Il boss boliviano imparò presto ad apprezzare le preziose conoscenze del tedesco in materia di sicurezza, strategia militare e lavoro d’intelligence e, alla fine degli anni Settanta, lo presentò ai trafficanti colombiani. Klaus Barbie incontrò personalmente Pablo Escobar, il fondatore del cartello di Medellin, nonché altri membri di alto livello dello stesso cartello e accettò la loro offerta di garantire la sicurezza delle forniture di coca grezza, dalla coltivazione fino agli impianti di lavorazione in Colombia. In cambio, Escobar avrebbe accettato di finanziare le attività anticomuniste di Barbie. Un dispaccio della CIA del maggio 1974 conferma che l’Agency sospettava il coinvolgimento di Barbie nel traffico della droga. Stando alle testimonianze raccolte da Bergmann da membri della famiglia Suarez, anche Fidel e Raul Castro contattarono Suarez ed Escobar per offrire la protezione cubana al business della cocaina. Fidel Castro avrebbe pensato di usare la droga come arma contro l’imperialismo americano. Ma Suarez preferì fare affidamento su Barbie, col quale condivideva un interesse comune: che in Bolivia non si instaurasse una stabile democrazia, che il Paese diventasse un Narcostato.

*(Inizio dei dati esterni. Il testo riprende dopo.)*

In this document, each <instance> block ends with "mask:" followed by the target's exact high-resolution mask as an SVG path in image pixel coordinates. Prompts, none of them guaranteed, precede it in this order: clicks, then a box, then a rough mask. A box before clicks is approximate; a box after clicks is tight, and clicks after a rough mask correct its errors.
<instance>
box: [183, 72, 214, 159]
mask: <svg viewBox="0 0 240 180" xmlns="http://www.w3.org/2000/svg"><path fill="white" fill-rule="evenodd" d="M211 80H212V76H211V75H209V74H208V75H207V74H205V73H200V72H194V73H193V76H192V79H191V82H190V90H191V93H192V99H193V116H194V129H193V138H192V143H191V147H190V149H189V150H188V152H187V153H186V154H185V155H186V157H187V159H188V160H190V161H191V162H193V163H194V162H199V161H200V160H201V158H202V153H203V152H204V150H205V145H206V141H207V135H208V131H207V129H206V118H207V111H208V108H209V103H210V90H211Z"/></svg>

Sotto la dittatura del generale Meza e di Luis Arce Gomez, ministro dell’Interno e cugino di Suarez, il boss boliviano godeva di ogni protezione e libertà per i suoi affari. Barbie invece, nominato da Suarez capo del suo servizio di sicurezza, una forza di diverse centinaia di uomini addestrate in Libia, poteva sentirsi al sicuro: il regime boliviano non lo avrebbe estradato in Europa né consegnato a chi gli dava la caccia o lo voleva morto.

Negli anni Ottanta, i rapporti di Suarez con Escobar andarono deteriorandosi per la ferocia del colombiano, che il boliviano considerava eccessiva e dannosa per gli affari. Contemporaneamente, l’agenzia federale antidroga statunitense DEA riuscì a infiltrare con agenti sotto copertura l’impero boliviano della cocaina, stroncando la carriera criminale di Suarez, che fu arrestato dalla polizia boliviana il 20 luglio 1988. Fu condannato a 15 anni per traffico illegale di stupefacenti, di cui ne scontò sette. Rilasciato nel 1996 per buona condotta e le sue cattive condizioni di salute, trascorse il resto della sua vita il Bolivia come allevatore di bestiame. Il regime del generale Meza, isolato a livello internazionale, cedette. Il presidente fu costretto alle dimissioni il 4 agosto 1981 e il governo sostituito da una nuova giunta, che mise finalmente termine alla dittatura militare nel 1982.

Nel 1993, al primo processo in America latina contro un despota deposto per reati commessi durante il suo governo, Meza fu condannato in contumacia a 30 anni di carcere senza diritto alla grazia. Privo di protezioni, cadde anche Barbie. Estradato dalla Bolivia alla Francia nel 1983, fu condannato al carcere a vita nel 1987. È morto in prigione nel 1991.